Ülke olarak genç nüfustan övünürken bugün gençlerin yüzüne bakamaz hâle geldiklerini belirten Çalışkan, “Bu iktidar döneminde literatüre yeni bir kelime girdi ‘ev genci’ diye. İşsiz, hayatla bağını koparmış gencin adı ev genci oldu. Üniversiteler eğitim yeri değil, işsizliği beş yıl daha ötelemenin, gençlere umut tacirliği yapmanın ara formülü oldu. Bunun için de gençlerimiz ülkede gelecek görmediği için ilk fırsatta başka yerlere gitme peşinde” dedi.
Çalışkan, KYK’lere haciz göndermenin bir devlet için ayıptan öte başka bir şey olmadığın değinerek “Bugün, gençlerimiz ekran başından kumar masasına mahkûm hâle getirilmiştir.
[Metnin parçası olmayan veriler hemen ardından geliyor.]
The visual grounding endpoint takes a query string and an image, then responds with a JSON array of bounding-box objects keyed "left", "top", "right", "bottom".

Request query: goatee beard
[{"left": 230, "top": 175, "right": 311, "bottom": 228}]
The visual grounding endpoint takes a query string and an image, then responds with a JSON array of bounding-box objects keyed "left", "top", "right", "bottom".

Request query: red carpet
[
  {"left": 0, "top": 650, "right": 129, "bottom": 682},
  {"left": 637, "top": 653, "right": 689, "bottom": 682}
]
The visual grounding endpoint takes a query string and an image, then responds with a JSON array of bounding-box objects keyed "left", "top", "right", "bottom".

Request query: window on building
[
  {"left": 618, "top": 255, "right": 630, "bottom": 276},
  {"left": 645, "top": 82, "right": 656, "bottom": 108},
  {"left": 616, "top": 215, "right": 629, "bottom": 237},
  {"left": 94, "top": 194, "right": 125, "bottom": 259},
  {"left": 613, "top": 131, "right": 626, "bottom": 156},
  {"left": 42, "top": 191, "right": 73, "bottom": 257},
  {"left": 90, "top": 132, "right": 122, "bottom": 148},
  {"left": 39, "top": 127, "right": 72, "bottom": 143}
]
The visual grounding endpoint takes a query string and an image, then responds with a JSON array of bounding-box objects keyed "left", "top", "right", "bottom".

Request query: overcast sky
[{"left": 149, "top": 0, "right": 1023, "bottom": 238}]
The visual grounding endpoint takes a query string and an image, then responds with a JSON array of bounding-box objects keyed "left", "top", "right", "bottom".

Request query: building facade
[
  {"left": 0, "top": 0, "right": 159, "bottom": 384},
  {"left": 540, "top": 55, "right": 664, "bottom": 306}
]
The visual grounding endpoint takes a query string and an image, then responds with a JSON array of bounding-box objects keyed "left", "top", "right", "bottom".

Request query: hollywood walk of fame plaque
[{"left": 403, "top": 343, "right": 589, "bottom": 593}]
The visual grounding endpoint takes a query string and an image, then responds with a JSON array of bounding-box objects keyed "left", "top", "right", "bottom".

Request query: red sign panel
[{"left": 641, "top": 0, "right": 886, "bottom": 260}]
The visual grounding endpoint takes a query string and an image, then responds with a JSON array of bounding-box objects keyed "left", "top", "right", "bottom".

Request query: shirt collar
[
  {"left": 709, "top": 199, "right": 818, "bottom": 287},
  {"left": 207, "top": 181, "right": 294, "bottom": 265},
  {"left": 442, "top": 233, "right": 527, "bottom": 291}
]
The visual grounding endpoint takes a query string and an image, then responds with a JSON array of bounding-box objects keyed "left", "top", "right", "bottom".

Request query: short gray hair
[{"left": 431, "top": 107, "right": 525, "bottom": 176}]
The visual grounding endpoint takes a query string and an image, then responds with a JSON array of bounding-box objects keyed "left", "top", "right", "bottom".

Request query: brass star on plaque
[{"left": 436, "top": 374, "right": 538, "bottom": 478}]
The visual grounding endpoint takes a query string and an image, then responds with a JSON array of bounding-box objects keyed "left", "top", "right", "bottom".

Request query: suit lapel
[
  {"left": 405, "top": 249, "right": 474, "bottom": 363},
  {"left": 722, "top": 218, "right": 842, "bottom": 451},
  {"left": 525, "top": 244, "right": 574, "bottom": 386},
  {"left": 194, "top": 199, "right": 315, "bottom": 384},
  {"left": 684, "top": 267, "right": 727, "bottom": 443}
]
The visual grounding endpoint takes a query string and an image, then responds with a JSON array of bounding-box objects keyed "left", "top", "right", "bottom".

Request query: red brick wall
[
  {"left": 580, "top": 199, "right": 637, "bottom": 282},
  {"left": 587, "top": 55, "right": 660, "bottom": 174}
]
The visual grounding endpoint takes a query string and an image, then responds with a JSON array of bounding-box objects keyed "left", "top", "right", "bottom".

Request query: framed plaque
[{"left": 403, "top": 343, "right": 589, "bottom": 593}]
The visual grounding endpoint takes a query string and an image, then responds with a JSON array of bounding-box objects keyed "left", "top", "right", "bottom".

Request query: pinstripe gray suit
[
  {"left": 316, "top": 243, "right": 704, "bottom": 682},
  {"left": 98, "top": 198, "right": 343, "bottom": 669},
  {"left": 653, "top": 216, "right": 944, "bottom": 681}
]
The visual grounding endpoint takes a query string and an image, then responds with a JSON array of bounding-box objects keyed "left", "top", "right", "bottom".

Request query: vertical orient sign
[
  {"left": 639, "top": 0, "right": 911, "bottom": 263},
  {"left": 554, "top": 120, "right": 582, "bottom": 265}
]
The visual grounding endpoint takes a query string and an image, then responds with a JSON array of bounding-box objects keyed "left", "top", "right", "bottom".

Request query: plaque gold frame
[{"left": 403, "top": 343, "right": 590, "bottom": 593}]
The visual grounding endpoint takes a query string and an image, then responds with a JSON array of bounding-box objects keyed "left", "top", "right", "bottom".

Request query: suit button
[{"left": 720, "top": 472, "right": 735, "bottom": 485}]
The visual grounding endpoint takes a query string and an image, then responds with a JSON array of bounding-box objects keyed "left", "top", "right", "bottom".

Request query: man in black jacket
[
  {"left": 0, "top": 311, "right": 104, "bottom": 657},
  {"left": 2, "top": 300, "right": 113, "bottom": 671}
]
Ne yazık ki spordan bahsederken spor sadece futboldan ibaret hâlde çünkü orada şike var, orada bahis oynanıyor, kumar oynanıyor. Bu arkadaşların da öyle kumardan, bahisten anladıkları tek şey vergisini alıp almamak, yasa dışısı da yasa içerisi de kumarın her türlüsü de felakettir, rezalettir, bu milleti buna mahkûm edemezsiniz” ifadelerini kullandı.